Welcome to Marketing with Mailchimp

Marketing and commerce – it’s ultimately the crux of why you’re here. Presumably, you’re interested in growing your current efforts or verifying that you’re making the best use of the Mailchimp platform if you’re a current user. Platforms such as Mailchimp can be absolutely huge, and deciding what would serve you now versus what would work later in terms of your marketing efforts can be very overwhelming.

I don’t want to discount the value of the robust knowledge base that Mailchimp’s own technical content team maintains. It’s been written by some of the smartest and kindest technical writers in the business, but what we can build together here in this book is a holistic vision for how the pieces that you’re already using fit together and can be boosted by leveraging more of the platform.

Let’s get right into a little background on Mailchimp and then define how we will be using both some general marketing terms in the broader context and terms you will see in the Mailchimp platform itself that deviate slightly from their typical utilization in the marketing industry at large. The goal here is just to set a solid foundation and understanding of words we’ll be using throughout the book, but also in the event that you don’t have an existing Mailchimp account to work with, we’ll also be walking through creating an account quickly toward the end of the chapter.

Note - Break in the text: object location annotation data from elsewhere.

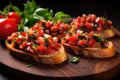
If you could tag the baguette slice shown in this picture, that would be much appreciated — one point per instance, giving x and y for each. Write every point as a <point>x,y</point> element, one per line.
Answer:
<point>55,58</point>
<point>91,22</point>
<point>91,52</point>
<point>108,33</point>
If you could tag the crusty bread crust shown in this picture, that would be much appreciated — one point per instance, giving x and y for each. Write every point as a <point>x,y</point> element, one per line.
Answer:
<point>91,52</point>
<point>108,33</point>
<point>55,58</point>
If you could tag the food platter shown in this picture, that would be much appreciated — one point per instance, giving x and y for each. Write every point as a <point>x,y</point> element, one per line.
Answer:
<point>91,67</point>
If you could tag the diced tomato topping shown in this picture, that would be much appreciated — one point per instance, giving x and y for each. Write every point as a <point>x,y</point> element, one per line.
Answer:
<point>90,35</point>
<point>39,33</point>
<point>23,34</point>
<point>73,38</point>
<point>99,29</point>
<point>41,47</point>
<point>40,40</point>
<point>72,43</point>
<point>13,35</point>
<point>109,22</point>
<point>55,39</point>
<point>35,27</point>
<point>99,20</point>
<point>91,43</point>
<point>48,24</point>
<point>23,45</point>
<point>79,19</point>
<point>89,25</point>
<point>55,27</point>
<point>82,43</point>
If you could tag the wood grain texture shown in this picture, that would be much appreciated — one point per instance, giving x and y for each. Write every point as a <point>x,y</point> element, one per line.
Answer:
<point>90,67</point>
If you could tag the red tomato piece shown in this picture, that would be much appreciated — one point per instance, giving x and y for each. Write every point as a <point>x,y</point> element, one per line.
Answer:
<point>15,16</point>
<point>7,27</point>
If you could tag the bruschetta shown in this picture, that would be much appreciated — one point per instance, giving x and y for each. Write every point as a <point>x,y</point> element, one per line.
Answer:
<point>91,22</point>
<point>88,45</point>
<point>36,46</point>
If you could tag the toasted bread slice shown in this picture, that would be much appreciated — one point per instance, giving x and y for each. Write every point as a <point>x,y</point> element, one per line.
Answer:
<point>55,58</point>
<point>108,33</point>
<point>94,23</point>
<point>91,52</point>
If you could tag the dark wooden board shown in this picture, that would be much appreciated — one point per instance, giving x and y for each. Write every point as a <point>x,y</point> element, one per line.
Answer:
<point>86,66</point>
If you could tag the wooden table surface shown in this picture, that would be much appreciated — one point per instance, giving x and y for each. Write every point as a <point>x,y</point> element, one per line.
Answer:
<point>74,8</point>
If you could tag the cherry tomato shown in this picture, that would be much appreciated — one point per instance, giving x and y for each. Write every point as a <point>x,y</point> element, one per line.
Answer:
<point>7,27</point>
<point>15,16</point>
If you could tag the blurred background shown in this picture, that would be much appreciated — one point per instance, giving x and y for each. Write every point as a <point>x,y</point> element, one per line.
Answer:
<point>107,8</point>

In this first chapter, we will cover the following main topics:

  • A glance at Mailchimp’s journey
  • Understanding and using online marketing with Mailchimp
  • Mailchimp-specific terms
  • Common utilizations
  • Creating an account
 

A glance at Mailchimp’s journey

Mailchimp, like many startups, started its life as a side hustle for its founders Ben Chestnut and Dan Kurzius. Ben and Dan operated a web design agency called Rocket Science Group and repeatedly noted that their smaller and mid-sized clients in particular mentioned their need for email marketing services. So, over time, on the side, they built the first Mailchimp email marketing service for small businesses.

Both Ben and Dan had parents who ran and operated their own small businesses throughout their childhoods and so they saw first-hand how difficult it could be for entrepreneurs to compete with better-equipped or larger competitors. This drove them to what ultimately became the mission of Mailchimp – to empower the underdog. In 2007, Rocket Science Group ultimately ended its agency work and turned all its efforts to developing Mailchimp into something specifically designed to provide small and medium-sized businesses with an email marketing tool as their initial entry point into marketing and staying in touch with their audiences.

Over the next decade, the needs of marketers steadily increased and became more complex. As the market pivoted more heavily toward diverse types of digital marketing, this drove Mailchimp to add more channels to be able to continue to equip the businesses that grew with them with what they needed to stay competitive. Of course, not only was this a benefit to long-time Mailchimp customers but it also ensured over time that Mailchimp stayed an ideal platform for new folks to start and grow with.

Over 20 years, this specific focus on small and medium-sized businesses and the commitment to the success of its users really propelled Mailchimp from being a bootstrapped, quirky, obscure, small email marketing platform into being a globally recognizable brand that does so much more. It kept much of what made it quirky and scrappy but certainly made its way to the front of the pack. This brings us to the current-day Mailchimp marketing platform.

Now that we have had a look at Mailchimp’s journey, let’s walk through a quick overview of the online marketing universe and then define some general terms and specific terms used in Mailchimp.

 

Understanding and using online marketing with Mailchimp

Online marketing specifically refers to platforms that empower you as the end user to use multiple, digital channels to reach an audience. Most commonly, since the 21st century, the drivers that foster the prevalence of online marketing instead of other traditional marketing channels are the internet, big data, and smartphones. Additionally, if we consider that market trends overwhelmingly point to each new generation leveraging more digital screens than the one before it, we can see that creating a holistic, data-informed marketing strategy becomes more and more critical.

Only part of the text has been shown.